En fait, ce fut par l’intermédiaire de mon épouse que nous trouvâmes une méthode adéquate. Un ingénieur grec lui avait fait la démonstration d’une barque de son invention. Le navire pouvait transporter des animaux et un seul homme, grâce à un ingénieux système de leviers, pouvait à n’importe quel moment désintégrer la coque, relâchant ainsi les bêtes dans l’eau.
Sabine s’exaltait à l’idée de monter un spectacle dans les naumachies qu’on venait de construire. En raison de leur coût, je m’étais opposé à l’achat d’animaux marins, mais Sabine avait fini par l’emporter. La nouvelle invention avait entraîné un tel mouvement de curiosité qu’Anicetus était venu de Misenum pour la représentation.
À l’apogée du spectacle, le bateau comme prévu se défit en morceaux. La foule hurla de joie en voyant les bisons et les lions affronter les monstres aquatiques ou nager jusqu’au bord du bassin où de courageux chasseurs les abattaient, Néron applaudit vigoureusement.
— Peux-tu me construire un navire semblable, lança-t-il à Anicetus, mais plus grand et plus beau, assez beau pour porter la mère de l’empereur ?
Je promis qu’Anicetus pourrait consulter les plans secrets du Grec, mais il me semblait qu’une solution aussi théâtrale nécessitait de mettre trop de monde dans la confidence pour que le secret fût gardé.
Pour me manifester sa reconnaissance, Néron m’invita aux fêtes de Baiae en mars, afin que je pusse voir de mes propres yeux le spectacle qu’il avait imaginé. En public et jusque devant le sénat, Néron avait commencé de jouer la comédie du fils repentant qui aspirait à une réconciliation avec sa mère. On pouvait en finir, expliquait-il, avec les différends et les mouvements de mauvaise humeur, il suffisait pour cela d’un peu de bonne volonté de part et d’autre.

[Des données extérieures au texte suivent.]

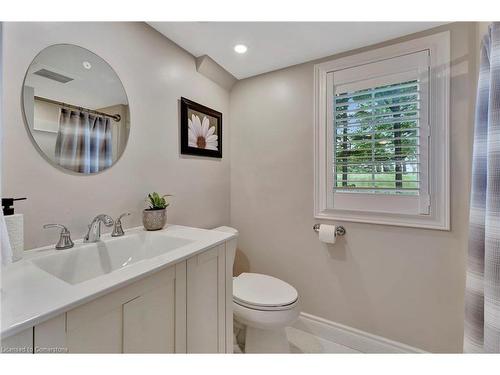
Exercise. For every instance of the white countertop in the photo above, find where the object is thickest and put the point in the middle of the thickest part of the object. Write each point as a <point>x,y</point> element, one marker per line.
<point>30,296</point>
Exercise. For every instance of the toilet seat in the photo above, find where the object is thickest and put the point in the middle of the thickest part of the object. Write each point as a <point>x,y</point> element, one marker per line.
<point>262,292</point>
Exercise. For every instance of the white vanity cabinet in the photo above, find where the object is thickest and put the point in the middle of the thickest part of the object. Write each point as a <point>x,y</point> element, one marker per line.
<point>183,308</point>
<point>147,316</point>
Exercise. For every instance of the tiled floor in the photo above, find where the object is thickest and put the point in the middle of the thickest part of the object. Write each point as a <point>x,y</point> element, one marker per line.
<point>304,342</point>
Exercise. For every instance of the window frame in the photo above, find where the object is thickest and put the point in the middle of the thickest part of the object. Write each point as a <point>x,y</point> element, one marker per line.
<point>438,177</point>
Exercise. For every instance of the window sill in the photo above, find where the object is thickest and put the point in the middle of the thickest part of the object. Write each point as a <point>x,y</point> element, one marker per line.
<point>411,221</point>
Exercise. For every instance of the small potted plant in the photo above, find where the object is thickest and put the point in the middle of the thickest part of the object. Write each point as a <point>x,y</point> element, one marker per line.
<point>155,217</point>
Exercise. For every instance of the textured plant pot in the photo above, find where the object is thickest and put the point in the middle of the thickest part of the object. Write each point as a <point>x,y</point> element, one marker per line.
<point>154,219</point>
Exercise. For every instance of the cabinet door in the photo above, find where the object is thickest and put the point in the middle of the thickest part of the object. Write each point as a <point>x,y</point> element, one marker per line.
<point>149,321</point>
<point>140,318</point>
<point>206,302</point>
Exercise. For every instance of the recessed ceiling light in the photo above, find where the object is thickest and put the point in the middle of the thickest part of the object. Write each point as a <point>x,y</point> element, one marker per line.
<point>240,48</point>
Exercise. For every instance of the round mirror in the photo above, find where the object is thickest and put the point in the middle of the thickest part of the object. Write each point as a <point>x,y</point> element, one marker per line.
<point>76,109</point>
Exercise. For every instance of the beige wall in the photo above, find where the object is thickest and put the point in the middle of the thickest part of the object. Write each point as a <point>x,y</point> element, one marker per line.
<point>155,73</point>
<point>402,283</point>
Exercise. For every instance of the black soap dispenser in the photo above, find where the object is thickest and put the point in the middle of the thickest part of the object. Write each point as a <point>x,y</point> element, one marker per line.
<point>8,205</point>
<point>15,227</point>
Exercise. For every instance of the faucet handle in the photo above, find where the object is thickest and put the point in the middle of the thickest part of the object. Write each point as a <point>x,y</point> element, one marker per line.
<point>118,229</point>
<point>65,241</point>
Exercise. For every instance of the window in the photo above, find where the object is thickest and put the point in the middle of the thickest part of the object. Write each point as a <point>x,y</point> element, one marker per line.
<point>381,135</point>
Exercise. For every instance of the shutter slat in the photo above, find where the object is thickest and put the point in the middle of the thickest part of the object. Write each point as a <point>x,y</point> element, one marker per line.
<point>375,140</point>
<point>376,90</point>
<point>377,107</point>
<point>346,123</point>
<point>373,99</point>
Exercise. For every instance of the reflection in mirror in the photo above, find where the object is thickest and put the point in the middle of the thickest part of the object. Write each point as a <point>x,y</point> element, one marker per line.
<point>76,109</point>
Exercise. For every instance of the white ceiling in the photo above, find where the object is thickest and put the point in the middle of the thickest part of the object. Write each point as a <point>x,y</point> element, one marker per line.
<point>275,45</point>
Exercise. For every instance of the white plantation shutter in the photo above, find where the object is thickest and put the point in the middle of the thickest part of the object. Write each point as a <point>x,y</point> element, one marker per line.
<point>377,139</point>
<point>380,135</point>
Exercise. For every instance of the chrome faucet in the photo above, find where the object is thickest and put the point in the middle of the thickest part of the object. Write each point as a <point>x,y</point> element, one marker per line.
<point>94,233</point>
<point>64,238</point>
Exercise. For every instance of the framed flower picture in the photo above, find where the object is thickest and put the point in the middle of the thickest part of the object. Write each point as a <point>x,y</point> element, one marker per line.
<point>201,130</point>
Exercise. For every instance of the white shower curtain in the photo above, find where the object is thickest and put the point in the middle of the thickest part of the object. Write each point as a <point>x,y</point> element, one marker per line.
<point>84,141</point>
<point>482,296</point>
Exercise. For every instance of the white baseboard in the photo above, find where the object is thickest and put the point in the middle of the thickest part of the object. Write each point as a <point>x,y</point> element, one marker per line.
<point>356,339</point>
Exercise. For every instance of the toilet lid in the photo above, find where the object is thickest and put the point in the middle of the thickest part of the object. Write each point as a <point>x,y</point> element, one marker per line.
<point>263,290</point>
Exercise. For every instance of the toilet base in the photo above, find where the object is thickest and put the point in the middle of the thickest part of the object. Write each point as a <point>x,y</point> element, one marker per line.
<point>266,340</point>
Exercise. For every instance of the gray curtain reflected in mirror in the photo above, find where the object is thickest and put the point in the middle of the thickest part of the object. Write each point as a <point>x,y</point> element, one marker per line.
<point>76,109</point>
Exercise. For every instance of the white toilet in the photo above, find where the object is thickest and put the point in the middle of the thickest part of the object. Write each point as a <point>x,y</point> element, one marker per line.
<point>265,305</point>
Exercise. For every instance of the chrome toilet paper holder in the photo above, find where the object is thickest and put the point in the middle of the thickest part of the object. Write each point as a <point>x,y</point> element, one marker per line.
<point>339,230</point>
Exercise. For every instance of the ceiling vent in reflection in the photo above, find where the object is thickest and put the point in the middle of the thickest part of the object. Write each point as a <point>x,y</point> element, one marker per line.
<point>53,76</point>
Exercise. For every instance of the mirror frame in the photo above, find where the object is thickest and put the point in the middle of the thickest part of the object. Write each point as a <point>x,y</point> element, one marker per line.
<point>27,125</point>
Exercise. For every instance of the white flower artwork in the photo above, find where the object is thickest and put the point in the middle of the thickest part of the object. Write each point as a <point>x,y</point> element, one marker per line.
<point>201,134</point>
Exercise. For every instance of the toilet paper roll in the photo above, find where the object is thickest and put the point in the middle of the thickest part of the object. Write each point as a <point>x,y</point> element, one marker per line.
<point>15,225</point>
<point>327,233</point>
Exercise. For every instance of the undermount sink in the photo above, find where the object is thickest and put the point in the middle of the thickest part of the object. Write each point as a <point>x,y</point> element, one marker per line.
<point>92,260</point>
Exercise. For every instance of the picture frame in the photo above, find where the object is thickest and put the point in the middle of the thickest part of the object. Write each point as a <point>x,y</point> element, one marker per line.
<point>201,130</point>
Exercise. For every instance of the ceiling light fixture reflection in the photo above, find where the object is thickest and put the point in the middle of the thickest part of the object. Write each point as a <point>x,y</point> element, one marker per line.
<point>240,48</point>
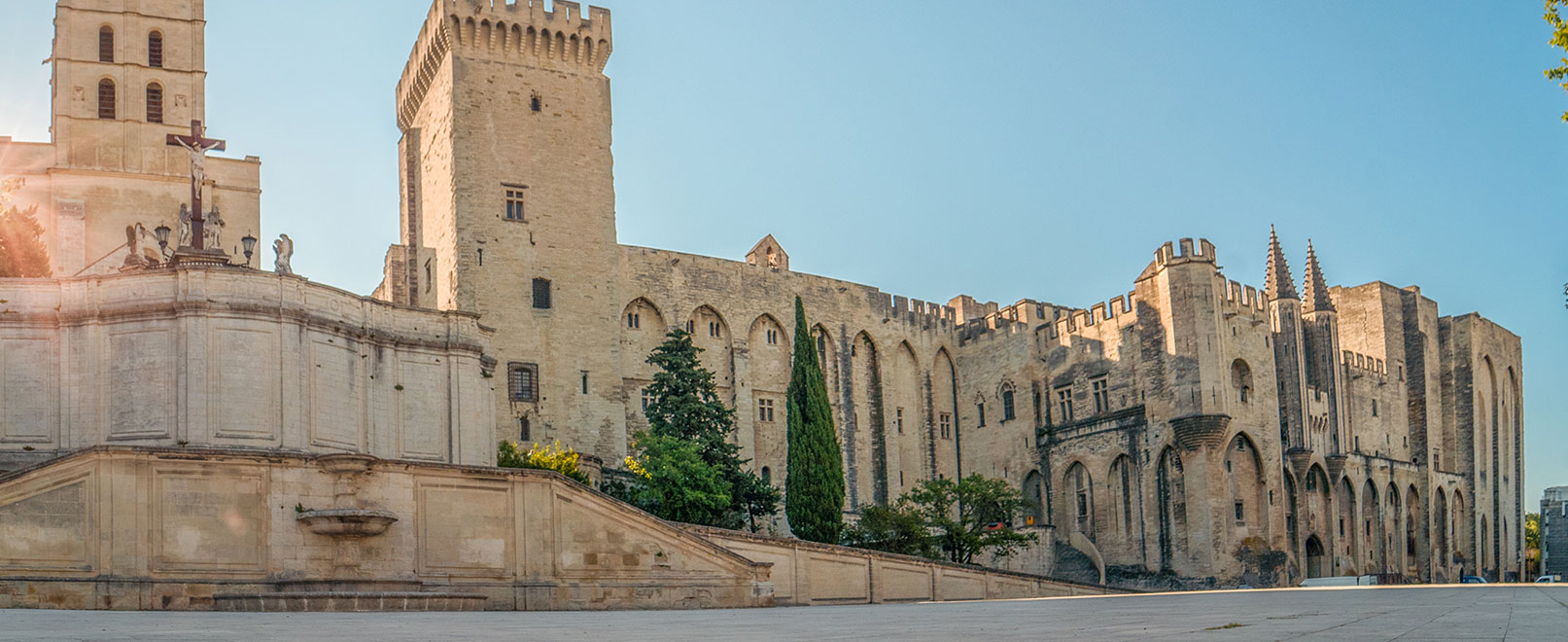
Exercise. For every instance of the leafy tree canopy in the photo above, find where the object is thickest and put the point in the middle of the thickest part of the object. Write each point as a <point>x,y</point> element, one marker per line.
<point>685,457</point>
<point>550,457</point>
<point>20,237</point>
<point>814,487</point>
<point>1559,41</point>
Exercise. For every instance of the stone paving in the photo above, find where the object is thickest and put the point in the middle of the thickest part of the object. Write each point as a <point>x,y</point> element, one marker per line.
<point>1437,613</point>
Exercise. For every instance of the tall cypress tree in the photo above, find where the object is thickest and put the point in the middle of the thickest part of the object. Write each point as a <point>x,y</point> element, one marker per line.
<point>20,239</point>
<point>814,488</point>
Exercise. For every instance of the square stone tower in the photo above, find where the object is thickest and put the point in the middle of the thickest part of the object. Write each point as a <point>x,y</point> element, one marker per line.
<point>125,74</point>
<point>508,206</point>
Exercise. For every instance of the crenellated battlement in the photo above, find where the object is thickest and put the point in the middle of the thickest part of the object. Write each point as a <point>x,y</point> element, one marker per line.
<point>1357,363</point>
<point>510,30</point>
<point>916,311</point>
<point>1245,299</point>
<point>1181,251</point>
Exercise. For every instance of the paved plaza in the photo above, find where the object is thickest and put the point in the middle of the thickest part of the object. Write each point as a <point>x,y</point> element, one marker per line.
<point>1438,613</point>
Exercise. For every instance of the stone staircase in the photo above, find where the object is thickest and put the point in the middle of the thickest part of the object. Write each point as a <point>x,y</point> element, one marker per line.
<point>1073,565</point>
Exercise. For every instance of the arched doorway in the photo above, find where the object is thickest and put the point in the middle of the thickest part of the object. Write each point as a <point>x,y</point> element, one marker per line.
<point>1314,557</point>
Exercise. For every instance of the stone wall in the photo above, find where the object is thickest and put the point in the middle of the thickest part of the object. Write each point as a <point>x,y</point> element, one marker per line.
<point>138,528</point>
<point>808,573</point>
<point>237,358</point>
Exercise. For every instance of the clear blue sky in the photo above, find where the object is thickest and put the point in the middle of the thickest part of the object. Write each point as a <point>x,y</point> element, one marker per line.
<point>1004,150</point>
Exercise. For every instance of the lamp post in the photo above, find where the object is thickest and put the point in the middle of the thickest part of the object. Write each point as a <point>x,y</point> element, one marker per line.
<point>248,243</point>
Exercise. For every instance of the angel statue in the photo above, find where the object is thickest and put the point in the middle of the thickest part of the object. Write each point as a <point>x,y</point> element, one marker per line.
<point>284,248</point>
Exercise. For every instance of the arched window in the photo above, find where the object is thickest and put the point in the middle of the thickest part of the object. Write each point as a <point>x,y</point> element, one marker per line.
<point>107,99</point>
<point>1242,378</point>
<point>105,44</point>
<point>156,49</point>
<point>1007,402</point>
<point>154,102</point>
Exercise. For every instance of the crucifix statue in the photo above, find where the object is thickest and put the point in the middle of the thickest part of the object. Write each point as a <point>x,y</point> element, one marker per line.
<point>198,145</point>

Les espions d’Agrippine s’étaient empressés de lui transmettre la nouvelle de ce changement. Aussi ne fut-elle pas particulièrement surprise ni méfiante lorsque à Antium elle reçut une lettre de Néron qui l’invitait en termes choisis à la fête de Minerve à Baiae. L’occasion semblait bien choisie, car Minerve est la déesse des écoliers et Baiae, loin de Rome et de la querelleuse Poppée, était un lieu bien adapté à une réconciliation.
Le jour de Minerve est un jour de paix au cours duquel le sang ne doit pas couler et nulle arme ne doit être visible. Néron avait d’abord eu l’intention d’envoyer le nouveau vaisseau d’apparat chercher Agrippine à Antium, pour manifester qu’il comptait rétablir sa mère dans ses droits. Mais nous calculâmes, à l’aide d’une clepsydre, que dans ce cas, le bateau devrait être coulé de jour. En outre, poussée par sa méfiance bien connue, Agrippine pourrait tout aussi bien refuser l’honneur qui lui était fait et voyager par terre.
Pour finir, elle aborda la base navale de Misenum dans son propre navire manœuvré par ses esclaves de confiance. Néron vint au-devant d’elle avec toute sa suite. Il avait insisté pour que Sénèque et Burrus fussent présents, afin de renforcer la signification politique de cette réconciliation.